Some Thoughts on Writing Readable Python Code

The Python document “Style Guide for Python Code“, also known as PEP-8, starts off by stating that: “One of Guido‘s key insights is that code is read much more often than it is written.” While I won’t dispute that, I do have some thoughts on reading code in general. I’m a big fan of re-use, and I don’t like to spend any more time reading code than I absolutely have to. I want to get on with it and get the project done. But not everything comes with a set of nicely written man pages or a detailed reference manual, so I do find that I have to actually read the code every now and again. And while I may grumble about the time I spend doing it (and thinking about all the other people doing the same thing because someone couldn’t be bothered to write any documentation), what really makes me cranky is when the code is hard to read to begin with.
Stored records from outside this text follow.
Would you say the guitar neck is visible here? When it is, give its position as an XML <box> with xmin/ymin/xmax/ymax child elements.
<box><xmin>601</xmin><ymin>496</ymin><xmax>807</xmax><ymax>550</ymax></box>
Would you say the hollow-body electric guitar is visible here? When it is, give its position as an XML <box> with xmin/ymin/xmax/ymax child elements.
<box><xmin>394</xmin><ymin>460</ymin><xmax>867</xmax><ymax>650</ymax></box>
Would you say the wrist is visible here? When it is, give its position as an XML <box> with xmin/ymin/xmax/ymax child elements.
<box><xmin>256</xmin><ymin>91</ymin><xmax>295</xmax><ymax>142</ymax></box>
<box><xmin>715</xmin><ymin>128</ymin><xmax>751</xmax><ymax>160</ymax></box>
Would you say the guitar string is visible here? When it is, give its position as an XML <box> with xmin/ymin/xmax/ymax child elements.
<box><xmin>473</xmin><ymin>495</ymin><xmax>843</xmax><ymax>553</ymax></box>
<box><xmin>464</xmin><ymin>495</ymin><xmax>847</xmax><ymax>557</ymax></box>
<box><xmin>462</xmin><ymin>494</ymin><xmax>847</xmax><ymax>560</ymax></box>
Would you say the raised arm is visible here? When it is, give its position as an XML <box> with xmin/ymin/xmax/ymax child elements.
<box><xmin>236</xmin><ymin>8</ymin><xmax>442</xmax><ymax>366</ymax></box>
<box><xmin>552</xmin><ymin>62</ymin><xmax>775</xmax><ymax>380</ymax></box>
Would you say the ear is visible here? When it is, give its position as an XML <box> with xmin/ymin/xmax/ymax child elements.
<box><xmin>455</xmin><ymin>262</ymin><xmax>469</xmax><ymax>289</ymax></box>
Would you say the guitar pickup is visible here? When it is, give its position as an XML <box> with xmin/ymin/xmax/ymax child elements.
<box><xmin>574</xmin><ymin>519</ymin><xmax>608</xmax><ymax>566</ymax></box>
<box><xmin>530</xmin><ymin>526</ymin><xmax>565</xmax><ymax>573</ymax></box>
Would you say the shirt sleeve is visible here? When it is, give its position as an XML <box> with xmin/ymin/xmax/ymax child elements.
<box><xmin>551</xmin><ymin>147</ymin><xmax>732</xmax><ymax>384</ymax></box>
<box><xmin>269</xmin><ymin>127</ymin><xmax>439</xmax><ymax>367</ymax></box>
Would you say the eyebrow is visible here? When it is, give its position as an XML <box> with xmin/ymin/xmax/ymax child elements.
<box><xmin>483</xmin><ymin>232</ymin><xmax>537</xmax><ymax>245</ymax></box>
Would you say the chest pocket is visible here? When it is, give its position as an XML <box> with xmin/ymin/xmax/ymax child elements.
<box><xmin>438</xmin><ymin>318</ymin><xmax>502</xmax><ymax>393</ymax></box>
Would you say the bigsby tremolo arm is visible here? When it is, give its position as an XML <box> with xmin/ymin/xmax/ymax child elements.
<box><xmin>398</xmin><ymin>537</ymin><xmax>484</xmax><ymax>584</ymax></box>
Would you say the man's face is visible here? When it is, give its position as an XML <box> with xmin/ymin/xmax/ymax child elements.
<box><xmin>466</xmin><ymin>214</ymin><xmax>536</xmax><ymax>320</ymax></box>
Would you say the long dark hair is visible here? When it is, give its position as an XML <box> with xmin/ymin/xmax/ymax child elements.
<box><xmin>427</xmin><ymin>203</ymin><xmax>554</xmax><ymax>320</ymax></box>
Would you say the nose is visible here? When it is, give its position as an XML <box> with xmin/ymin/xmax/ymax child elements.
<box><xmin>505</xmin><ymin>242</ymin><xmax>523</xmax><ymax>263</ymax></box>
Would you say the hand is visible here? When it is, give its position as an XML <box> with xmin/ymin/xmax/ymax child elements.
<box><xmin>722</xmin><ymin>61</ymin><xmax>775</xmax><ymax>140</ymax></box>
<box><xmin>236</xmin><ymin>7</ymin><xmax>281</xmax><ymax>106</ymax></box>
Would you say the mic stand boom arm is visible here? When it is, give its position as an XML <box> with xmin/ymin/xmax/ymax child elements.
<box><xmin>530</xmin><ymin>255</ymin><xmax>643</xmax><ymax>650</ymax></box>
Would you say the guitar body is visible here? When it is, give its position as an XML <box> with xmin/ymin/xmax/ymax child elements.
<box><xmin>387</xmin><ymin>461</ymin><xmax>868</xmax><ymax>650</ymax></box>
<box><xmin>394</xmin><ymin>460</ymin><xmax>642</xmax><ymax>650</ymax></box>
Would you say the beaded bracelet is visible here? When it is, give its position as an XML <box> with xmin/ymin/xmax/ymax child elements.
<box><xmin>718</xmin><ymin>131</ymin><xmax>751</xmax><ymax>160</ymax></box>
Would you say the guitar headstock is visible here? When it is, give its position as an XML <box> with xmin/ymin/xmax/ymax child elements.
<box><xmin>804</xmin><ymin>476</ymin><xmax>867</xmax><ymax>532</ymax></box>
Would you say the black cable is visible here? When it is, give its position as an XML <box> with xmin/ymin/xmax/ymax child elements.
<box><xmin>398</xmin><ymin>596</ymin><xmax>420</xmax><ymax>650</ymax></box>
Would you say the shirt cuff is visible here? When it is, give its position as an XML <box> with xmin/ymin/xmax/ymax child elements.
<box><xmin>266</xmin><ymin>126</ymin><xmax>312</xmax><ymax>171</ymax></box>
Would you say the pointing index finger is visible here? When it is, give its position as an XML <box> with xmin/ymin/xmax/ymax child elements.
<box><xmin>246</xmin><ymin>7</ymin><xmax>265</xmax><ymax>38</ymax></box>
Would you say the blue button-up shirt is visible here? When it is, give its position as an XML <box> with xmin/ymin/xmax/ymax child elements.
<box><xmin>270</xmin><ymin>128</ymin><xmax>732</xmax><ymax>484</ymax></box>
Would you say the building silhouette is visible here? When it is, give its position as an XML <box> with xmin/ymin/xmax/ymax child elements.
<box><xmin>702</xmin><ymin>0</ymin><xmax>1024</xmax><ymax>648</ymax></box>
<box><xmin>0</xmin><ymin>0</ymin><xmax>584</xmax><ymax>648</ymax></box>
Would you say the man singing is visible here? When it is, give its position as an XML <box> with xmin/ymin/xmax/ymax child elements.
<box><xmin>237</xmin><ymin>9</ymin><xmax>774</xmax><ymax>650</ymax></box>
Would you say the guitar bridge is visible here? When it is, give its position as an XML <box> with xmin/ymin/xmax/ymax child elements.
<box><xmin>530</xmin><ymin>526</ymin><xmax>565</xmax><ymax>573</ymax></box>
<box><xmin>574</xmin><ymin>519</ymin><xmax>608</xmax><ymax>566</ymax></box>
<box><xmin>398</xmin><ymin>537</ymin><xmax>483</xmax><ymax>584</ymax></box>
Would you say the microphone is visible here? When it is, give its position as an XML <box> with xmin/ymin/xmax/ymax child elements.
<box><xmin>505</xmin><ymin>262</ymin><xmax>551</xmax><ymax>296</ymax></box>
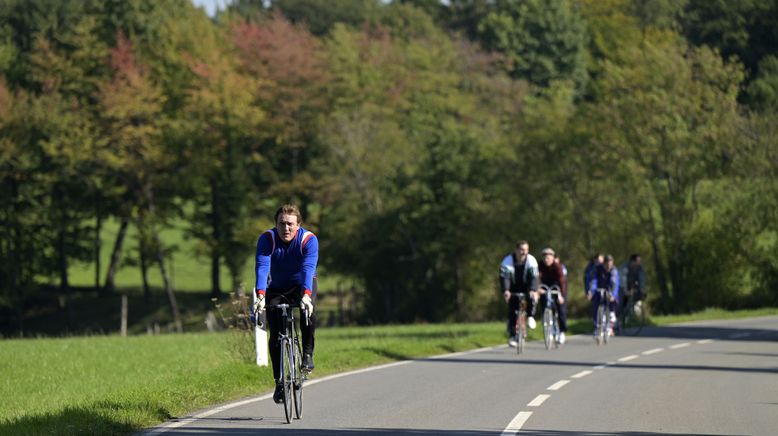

One of the claims made for Python is that it is inherently readable. I think I would disagree with this as a blanket statement. Python has some quirks that I’ve learned to live with, but in general it’s no better or worse than most other block-structured languages. However, I’m not a big fan of the mandatory indent, and I really don’t like the “dangling tails” on if, for, while and other control structures. I find that it is all too easy to write Python that is not easily readable without serious study, and the whole point of documenting code that has been tested and verified is to reduce the amount of time spent trying to decipher the obtuse cleverness of someone else. Some of us want to get the job done and get on to other things, and I, for one, am not interested in a constant game of “stump-the-band” or solving puzzles.

PEP-8 does list some good guidelines for coding in Python, such as putting imports at the start of the module rather than embedded throughout in a scatter-shot fashion. When I see that what it tells me is the the code was created on-the-fly with little thought given to design or implementation. In other words, it was hacked into existence. It also gives advice as to naming conventions for variables, classes, methods and functions. All good stuff, to be sure.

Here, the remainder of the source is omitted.